I’ve decided that L1 management is about three quarters of my job. I have some kernels that are pushing the limits of 128kB of L1 supply, and I have a choice as to whether to stuff the data into arrays in shared or let it be L1. In most cases, if I’m only reading the data, I am trying to condense it into a handful of arrays that will get pre-fetched into L1 (the data may begin with a degree of scattering in global memory, so it then gets compacted and ordered into a block-specific set of arrays, which are also in global memory but exclusive to one thread block so
__syncthreads(); is an effective guard against race conditions).

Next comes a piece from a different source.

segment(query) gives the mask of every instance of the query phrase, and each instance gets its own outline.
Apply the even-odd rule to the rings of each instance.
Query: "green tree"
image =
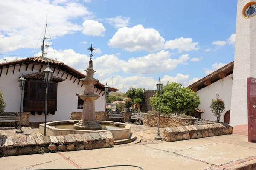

But, I recall in the early days there was
cudaFuncSetCacheConfig(), which altered the partition of the physical transistors between mostly shared or mostly L1. My question is, given the existence of that API, is there always a region of the L1 that is roped off to be
__shared__ memory, even if it’s only 1/4 of the usual 128kB? Put another way, if my kernel only utilized 13 kB of
__shared__ memory, will there be 115kB of L1 available, or at most 96kB in an automatically inferred “prefer L1” kernel configuration? When my kernels are brushing up against the 128kB cache limits, I can probably modulate what goes into shared and what goes into global pre-fetched arrays, but I’m curious if I need to worry about this at all.